To build an anonymous visitor-to-user attribution model, begin with a table similar to the one described above. From this table, build a model that identifies the minimum and maximum time in which an Anonymous ID was associated with a specific User ID. A template query to do this can be viewed below.

WITH
users_lag AS (
SELECT
user_id
, anonymous_id
, LAG(user_id) OVER (PARTITION BY anonymous_id ORDER BY ts) as last_user_id
, LAG(ts) OVER (PARTITION BY anonymous_id ORDER BY ts) as last_ts
, LEAD(ts) OVER (PARTITION BY anonymous_id ORDER BY ts) as next_ts
FROM event_table
)

, user_switch AS (
SELECT
*
, SUM(IF(last_user_id != user_id, 1, 0)) OVER (
PARTITION BY anonymous_id
ORDER BY ts
BETWEEN UNBOUNDED PRECEDING AND CURRENT ROW
) AS cumulative_switch
FROM users_lag
)

, user_login_windows_collapsed as (
SELECT
anonymous_id
, user_id
, cumulative_switch
, LOGICAL_OR(last_ts IS NULL) as is_first
, LOGICAL_OR(next_ts IS NULL) as is_last
, MIN(ts) as ts_min
, MAX(next_ts) as ts_max
FROM user_switch
GROUP BY 1,2,3
)

SELECT
anonymous_id
, user_id
, IF(is_first, TIMESTAMP("0001-01-01 00:00:00"), ts_min) as ts_start_window
, IF(is_last, TIMESTAMP("9999-12-31 23:59:59"), ts_max) as ts_end_window
FROM user_login_windows_collapsed
ORDER BY anonymous_id, ts_min;

For the first identified relationship between an Anonymous ID and a User ID, a timestamp infinitely far into the past is used for the ts_start_window in order to provide an inferred User ID for events prior to a user’s first moment of authentication. Similarly, for the last identified relationship between an Anonymous ID and a User ID, a timestamp far into the future is used for the ts_end_window column to ensure that any events created in an unauthenticated state will have an inferred User ID. This association will be used for all unauthenticated events until a new relationship for any given Anonymous ID and User ID is identified. At this point, a new ts_start_window is defined for the given Anonymous ID.

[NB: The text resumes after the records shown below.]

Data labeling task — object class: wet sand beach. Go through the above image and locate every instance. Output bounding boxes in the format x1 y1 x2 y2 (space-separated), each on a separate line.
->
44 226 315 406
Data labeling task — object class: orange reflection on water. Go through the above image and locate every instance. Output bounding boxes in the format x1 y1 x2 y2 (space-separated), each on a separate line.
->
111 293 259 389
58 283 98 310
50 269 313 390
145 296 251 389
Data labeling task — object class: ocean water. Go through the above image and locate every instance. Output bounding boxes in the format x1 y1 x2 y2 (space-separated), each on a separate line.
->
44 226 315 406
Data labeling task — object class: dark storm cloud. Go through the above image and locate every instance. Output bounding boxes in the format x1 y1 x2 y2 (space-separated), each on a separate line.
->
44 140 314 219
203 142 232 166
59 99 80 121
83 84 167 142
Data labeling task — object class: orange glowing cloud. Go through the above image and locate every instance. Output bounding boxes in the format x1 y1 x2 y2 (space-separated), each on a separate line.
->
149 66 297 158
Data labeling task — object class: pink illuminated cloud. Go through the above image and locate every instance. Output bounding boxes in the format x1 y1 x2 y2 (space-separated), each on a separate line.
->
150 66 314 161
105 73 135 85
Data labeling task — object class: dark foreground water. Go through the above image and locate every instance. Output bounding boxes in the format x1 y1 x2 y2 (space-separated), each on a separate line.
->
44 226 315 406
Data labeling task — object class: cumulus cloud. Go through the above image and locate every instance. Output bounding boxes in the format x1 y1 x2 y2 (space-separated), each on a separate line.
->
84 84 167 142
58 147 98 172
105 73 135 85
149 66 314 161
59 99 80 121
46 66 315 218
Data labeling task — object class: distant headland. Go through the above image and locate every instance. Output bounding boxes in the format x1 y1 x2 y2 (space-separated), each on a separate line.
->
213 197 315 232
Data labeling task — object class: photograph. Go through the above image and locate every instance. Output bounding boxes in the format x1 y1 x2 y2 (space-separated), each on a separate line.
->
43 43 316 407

Once this model is built, it can be joined to any fact table within the data warehouse. It should be joined onto these fact tables by User ID wherever a fact event’s timestamp is between a given user’s ts_start_window and ts_end_window. By doing this, all fact tables at the user level can now have an inferred Anonymous ID. This inferred Anonymous ID can then be used by Eppo to link Assignment SQL definitions at the Anonymous ID level to these fact tables.

SELECT
facts.ts
, mapping.anonymous_id
, facts.user_id
FROM fact_table as facts
LEFT JOIN anon_visitor_to_user_mapping AS mapping
ON facts.user_id = mapping.user_id
AND facts.ts BETWEEN
mapping.ts_start_window AND
mapping.ts_end_window

Eppo Setup

Within Eppo, first create an ‘anonymous’ entity. Feel free to give it whatever name makes the most sense for the organization. This entity will be used to organize both the Assignment SQL definition and the Fact SQL together.

Creating Anonymous Experiments

Once this entity is created, create an Assignment SQL definition and link it to the anonymous entity. Be sure to use the anonymous identifier (such as cookie id) for the Experiment Subjects column. This anonymous identifier will be used by Eppo to link your Assignment SQL definition to your Fact SQL definition.

Creating Anonymous SQL Assignments

Finally, create a Fact SQL definition that utilizes the anonymous visitor-to-user model described previously to infer an anonymous idea for the user-level fact table. Be sure to specify the anonymous entity as the Entity and use the anonymous identifier from the anonymous visitor-to-user model for the Entity ID column.

Creating Fact SQL Definition

With this setup, all metrics derived from this fact will successfully link back to assignments with Anonymous IDs. Follow the same pattern described above for other facts associated with metrics that need to be added to the metric repository.